Above all, travel impressions are context driven. Our eyes take in visual information, but the mind filters what we see through preexisting content, overlooking details that hold no meaning for us. At the same time memories enhance our perceptions by pulling in associations and emotions from the past, whether relevant or random.

With this in mind, when planning a trip with children and grandchildren, I make an effort to shape their context and update my own. We use tools such as Google or You Tube to share movies, books, videos, music, art, history and legends about the places we will see. And yet I know from my own experience that random links from their past will also color their perspective. Say Switzerland, I think William Tell. Say Alhambra, I think Authors.

My father loved card games. We used to play Authors, an old game which no doubt he played as a child. There are many variations now, but the original deck had cards with pictures of eleven well-known authors. Each was pictured on four cards naming a famous work and the object was to collect all four works from as many authors as possible.

Somehow the titles themselves created images in my childhood’s mind long before I knew that they represented actual written works.  Then one December Dad read from A Christmas Carol and I exclaimed with a sense of discovery, “Oh! That’s a book by an AUTHOR!” Once I asked him about The Alhambra by Washington Irving and he told me it was a book about a beautiful castle in Granada, Spain and we would go there some day.  The Alhambra was forever after associated in my mind with castles in Spain and playing Authors with Dad.

Dad and I never went to the Alhambra together, but we did go to Isfahan and Shiraz in 1956. We saw the Meidan Emam, a large square surrounded by magnificent buildings, including the Ali Qapu pavilion and the Royal Mosque with its magnificent blue dome, and we saw the Chehel Sotoun Palace facing a garden with pool of water that reflects its 20 pillars. We admired the arched entries, slender columns, and the geometric designs of brightly colored tiles.

Not long ago I finally did go with my son to see the Alhambra in Granada and all those memories came back at the sight of superb buildings and gardens, familiar, symmetrical, and lovely.  
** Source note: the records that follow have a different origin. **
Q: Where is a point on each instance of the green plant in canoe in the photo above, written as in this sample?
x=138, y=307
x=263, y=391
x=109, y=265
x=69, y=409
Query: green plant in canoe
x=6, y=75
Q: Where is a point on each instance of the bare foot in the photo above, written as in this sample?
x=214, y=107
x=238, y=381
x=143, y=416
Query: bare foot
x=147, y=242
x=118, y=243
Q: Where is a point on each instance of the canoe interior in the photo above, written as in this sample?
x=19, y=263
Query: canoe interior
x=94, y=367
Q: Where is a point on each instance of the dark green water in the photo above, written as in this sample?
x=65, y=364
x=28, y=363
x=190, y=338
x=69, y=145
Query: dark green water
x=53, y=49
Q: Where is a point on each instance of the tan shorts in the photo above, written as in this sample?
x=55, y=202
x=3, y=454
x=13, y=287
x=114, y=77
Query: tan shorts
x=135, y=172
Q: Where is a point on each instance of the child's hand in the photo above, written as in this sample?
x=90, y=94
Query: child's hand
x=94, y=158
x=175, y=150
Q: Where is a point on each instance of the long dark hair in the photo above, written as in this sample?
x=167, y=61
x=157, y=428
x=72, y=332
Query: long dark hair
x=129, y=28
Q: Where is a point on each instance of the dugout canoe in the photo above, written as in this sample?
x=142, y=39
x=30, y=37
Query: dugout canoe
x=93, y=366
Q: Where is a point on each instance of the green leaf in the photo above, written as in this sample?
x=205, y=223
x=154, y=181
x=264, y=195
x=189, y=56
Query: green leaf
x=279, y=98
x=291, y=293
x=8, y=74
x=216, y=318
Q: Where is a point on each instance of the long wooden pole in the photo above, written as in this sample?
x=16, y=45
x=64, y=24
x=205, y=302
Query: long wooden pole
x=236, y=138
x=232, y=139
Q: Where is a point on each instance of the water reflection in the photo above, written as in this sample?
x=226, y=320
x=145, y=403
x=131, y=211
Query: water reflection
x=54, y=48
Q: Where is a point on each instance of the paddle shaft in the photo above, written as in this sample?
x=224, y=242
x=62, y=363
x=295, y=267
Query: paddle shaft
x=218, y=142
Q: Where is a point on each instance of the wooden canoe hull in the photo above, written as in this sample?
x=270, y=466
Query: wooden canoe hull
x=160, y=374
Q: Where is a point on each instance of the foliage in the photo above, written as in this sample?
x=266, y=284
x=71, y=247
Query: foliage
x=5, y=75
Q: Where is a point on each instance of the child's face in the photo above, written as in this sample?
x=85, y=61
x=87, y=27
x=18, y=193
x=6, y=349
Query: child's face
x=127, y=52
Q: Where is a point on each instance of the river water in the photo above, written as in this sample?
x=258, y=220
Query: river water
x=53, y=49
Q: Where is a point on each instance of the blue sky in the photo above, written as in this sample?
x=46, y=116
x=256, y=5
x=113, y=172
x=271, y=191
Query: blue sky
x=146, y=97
Looking out on the gardens at the Alhambra, 2018.

Who knows what our travelling companions saw that day. Were the graceful archways, geometric tiles, and enclosed gardens new or familiar to them? Did some, like me, reflect on Isfahan and card games?

Happily, both the Meidan Emam https://whc.unesco.org/en/list/115 and the Alhambra are preserved for the future as UNESCO World Heritage sites, recognized and protected for their unique contribution to world culture. Both are impressive outdoor spaces which include unique historical buildings.   The Chehel Sotoun Palace itself is also a World Heritage site included in a group of the Persian gardens, known for their beauty and symmetry. https://whc.unesco.org/en/list/1372  The Alhambra World Heritage site is grouped with the Generalife, a residence of the emirs, and the Moorish residential town of Alabyzin. https://whc.unesco.org/en/list/314 Rather than trying to describe here the history and unique features of these sites in terms of architecture, irrigation, and city planning, I urge you to check out the descriptions on the UNESCO web site.
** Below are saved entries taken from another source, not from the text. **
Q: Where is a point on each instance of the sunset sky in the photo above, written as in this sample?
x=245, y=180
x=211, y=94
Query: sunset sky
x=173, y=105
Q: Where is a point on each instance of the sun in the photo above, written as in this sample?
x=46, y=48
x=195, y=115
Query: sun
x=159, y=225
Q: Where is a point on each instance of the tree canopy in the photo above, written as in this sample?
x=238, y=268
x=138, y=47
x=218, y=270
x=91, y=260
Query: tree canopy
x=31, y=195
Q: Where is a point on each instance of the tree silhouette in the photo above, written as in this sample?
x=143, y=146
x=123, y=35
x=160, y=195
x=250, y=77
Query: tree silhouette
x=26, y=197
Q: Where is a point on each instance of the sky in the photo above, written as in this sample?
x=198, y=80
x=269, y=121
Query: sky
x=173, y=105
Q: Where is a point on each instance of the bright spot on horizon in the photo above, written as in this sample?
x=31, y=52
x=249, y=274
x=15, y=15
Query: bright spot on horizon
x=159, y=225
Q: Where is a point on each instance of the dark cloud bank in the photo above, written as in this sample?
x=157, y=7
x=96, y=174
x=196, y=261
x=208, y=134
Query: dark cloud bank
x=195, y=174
After walking through the extensive grounds of the Alhambra, I needed a rest, so as my son climbed the hill to the Generalife, I sat down to read Washington Irving’s Tales of the Alhambra that I found in the gift shop. Born in the eighteenth century, Irving wrote stories in a age from a context both historical and personal which is very different from our own. I have to admit that the romantic style of this book, written in 1832, did not draw me in, but I did read a little here and there and I’m sure that the book as well as the card game served to introduce the name Alhambra to many curious travelers through the years. What I did learn was that Washington Irving was appointed the American ambassador to Spain and his travels there included a sojourn in the Alhambra itself which inspired the book. Today more people might know him as the author of The Legend of Sleepy Hollow than as an “author” in a card game, but for me the name “Alhambra” will always be associated with childhood travels and card games with my dad.